Rows     Execution Plan

----     --------- ----

   0     SELECT STATEMENT

   1       TABLE ACCESS (BY ROWID) OF 'CQ_NAMES'

   2         INDEX (RANGE SCAN) OF 'CQ_NAMES_NAME' (NON_UNIQUE)

 

Guideline for Avoiding the Schema Trap

In some cases, an apparently straightforward indexed query looks at many database blocks and accesses them in current mode.

The following example shows an extreme (and thus easily detected) example of the schema trap:

 

SELECT name_id

FROM cq_names

WHERE name = 'FLOOR';

 

call        count        cpu      elapsed     disk  query current rows

--------  -------   --------    ---------  ------- ------ ------- ----

Parse           1       0.06         0.10        0      0       0    0

Execute         1       0.02         0.02        0      0       0    0

Fetch           1       0.23         0.30       31     31       3    1

 

Misses in library cache during parse: 0

Parsing user id: 02  (USER2)

 

Rows     Execution Plan

-------  ---------------------------------------------------

      0  SELECT STATEMENT

   2340    TABLE ACCESS (BY ROWID) OF 'CQ_NAMES'

      0      INDEX (RANGE SCAN) OF 'CQ_NAMES_NAME' (NON-UNIQUE)

 

Two statistics suggest that the query might have been executed with a full table scan: the current mode block visits, and the number of rows originating from the Table Access row source in the plan.

The explanation is that the required index was built after the trace file had been produced, but before TKPROF had been run. Generating a new trace file gives the following data:

 

SELECT name_id

FROM cq_names

WHERE name = 'FLOOR';

 

call    count    cpu   elapsed  disk  query current     rows

-----  ------ ------  -------- ----- ------ -------    -----

Parse       1   0.01      0.02     0      0       0        0

Execute     1   0.00      0.00     0      0       0        0

Fetch       1   0.00      0.00     0      2       0        1

 

Misses in library cache during parse: 0

Parsing user id: 02  (USER2)

 

Rows     Execution Plan

-------  ---------------------------------------------------

      0  SELECT STATEMENT

      1    TABLE ACCESS (BY ROWID) OF 'CQ_NAMES'

      2      INDEX (RANGE SCAN) OF 'CQ_NAMES_NAME' (NON-UNIQUE)
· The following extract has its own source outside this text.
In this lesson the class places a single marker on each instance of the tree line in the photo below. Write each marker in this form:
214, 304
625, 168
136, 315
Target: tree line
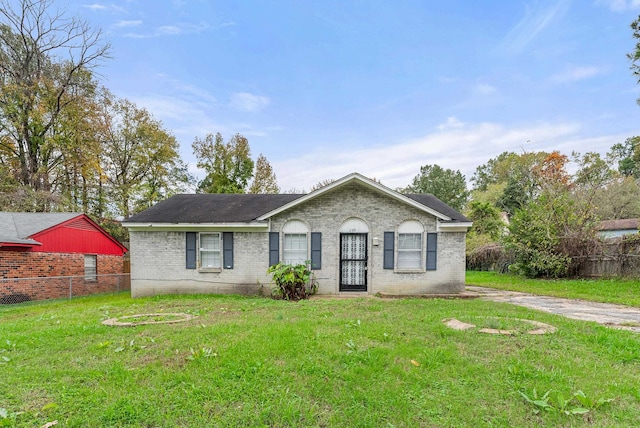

In the correct version, the parse call took 10 milliseconds of CPU time and 20 milliseconds of elapsed time, but the query apparently took no time to execute and perform the fetch.
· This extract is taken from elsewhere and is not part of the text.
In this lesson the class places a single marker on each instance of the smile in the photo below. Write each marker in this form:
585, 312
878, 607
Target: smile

These anomalies arise because the clock tick of 10 milliseconds is too long relative to the time taken to execute and fetch the data.

 In such cases, it is important to get many executions of the statements, so that you have statistically valid numbers.

 

Guideline for Avoiding the Time Trap

In some cases, a query takes an inexplicably long time.

For example, the following update of 7 rows executes in 19 seconds:

 

UPDATE cq_names

  SET ATTRIBUTES = lower(ATTRIBUTES)

  WHERE ATTRIBUTES = :att

 

call       count       cpu    elapsed     disk    query current        rows

-------- -------  --------  --------- -------- -------- -------  ----------

Parse          1      0.06       0.24        0        0       0           0

Execute        1      0.62      19.62       22      526      12           7

Fetch          0      0.00       0.00        0        0       0           0

Misses in library cache during parse: 1

Parsing user id: 02  (USER2)

 

Rows     Execution Plan

-------  ---------------------------------------------------

      0  UPDATE STATEMENT

   2519  TABLE ACCESS (FULL) OF 'CQ_NAMES'

The explanation is interference from another transaction. In this case, another transaction held a shared lock on the table cq_names for several seconds before and after the update was issued.

 It takes experience to diagnose that interference effects are occurring.

On the one hand, comparative data is essential when the interference is contributing only a short delay (or a small increase in block visits in the previous example).

However, if the interference contributes only modest overhead, and if the statement is essentially efficient, then its statistics may not require analysis.